Gold Prices Chart of the Week Is Out: Here are the Levels to See! - Coinleaks
Current Date:September 21, 2024

Gold Prices Chart of the Week Is Out: Here are the Levels to See!

According to market analyst Ross J Burland, golden bulls may be reaching a climax. Also, the bears need to push the price below $1,783 to open the risk to the downside again. We have prepared Ross J Burland’s technical analysis for gold prices for our readers.

“Money managers aggressively closed their short positions”

cryptocoin.com As you follow on , gold prices closed the week with rising on Friday. The yellow metal bounced back to $1,800, marking $1,802.18 for the day. So the golden bears refused to eat free lunch.

The market first received the crucial July US CPI data. In addition, expectations have risen that it is seeing the worst inflation ever. According to TD Securities analysts, these developments have prompted money managers to aggressively close their short positions ahead of higher gold prices.

Gold prices technical analysis

The weekly chart shows that the bulls are pushing the incoming 61.8% gold rate to not only meet the neckline of the M-formation, but to reduce a price imbalance during the previous downtrend on the weekly and daily chart.

gold weekly chart

The gray area on the chart was an area of ​​significant imbalance that attracted the bulls. But here we are at a crossroads.

gold daily chart

The fix is ​​likely to be at this point. If the bears commit, traders will look for signs of top formation throughout their timeframe. A drop below $1,783 on the 4-hour chart would be a welcome feature for the bears.
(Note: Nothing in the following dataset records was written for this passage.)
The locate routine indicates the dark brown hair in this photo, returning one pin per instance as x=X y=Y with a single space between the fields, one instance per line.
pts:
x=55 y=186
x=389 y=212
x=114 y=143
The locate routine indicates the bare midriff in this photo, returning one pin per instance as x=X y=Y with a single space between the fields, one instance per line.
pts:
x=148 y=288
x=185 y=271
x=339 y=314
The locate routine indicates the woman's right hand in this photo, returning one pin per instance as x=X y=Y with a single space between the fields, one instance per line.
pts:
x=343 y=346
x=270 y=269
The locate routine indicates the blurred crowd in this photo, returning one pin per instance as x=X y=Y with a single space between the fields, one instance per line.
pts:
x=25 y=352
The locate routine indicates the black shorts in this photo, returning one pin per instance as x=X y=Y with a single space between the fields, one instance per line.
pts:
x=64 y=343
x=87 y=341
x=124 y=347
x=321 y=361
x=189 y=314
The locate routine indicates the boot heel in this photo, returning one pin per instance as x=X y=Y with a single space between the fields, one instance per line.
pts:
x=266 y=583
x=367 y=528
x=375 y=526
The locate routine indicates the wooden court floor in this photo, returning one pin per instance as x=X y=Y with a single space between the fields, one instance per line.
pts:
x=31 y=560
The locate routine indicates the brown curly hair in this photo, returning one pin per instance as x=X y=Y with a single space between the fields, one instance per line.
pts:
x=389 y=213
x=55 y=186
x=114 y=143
Below that, $1,765 and $1,754 are key. Also, it maintains the run to $1,730 to reduce the price imbalance protecting $1,711.

Gold H4 chart

“Gold prices rally likely to reverse”

“As Gold continues to surpass the $1,800 level on Friday, technical specifications are likely to continue to accommodate short-term risks,” TD Securities analysts said. Meanwhile, Fed officials have sent strong messages that a return to a more dovish policy stance is unlikely unless there is strong evidence that inflation pressures are easing. Analysts make the following assessment:

It seems that specs won’t want to take on the new big ong exposure needed to support a sustained price rally. Indeed, the gold rally is likely to reverse at the first sign that rates will rise above current expectations.

Much will depend on the course of US interest rates. If the 10-year chart applies in this case, then things are looking for golden bears.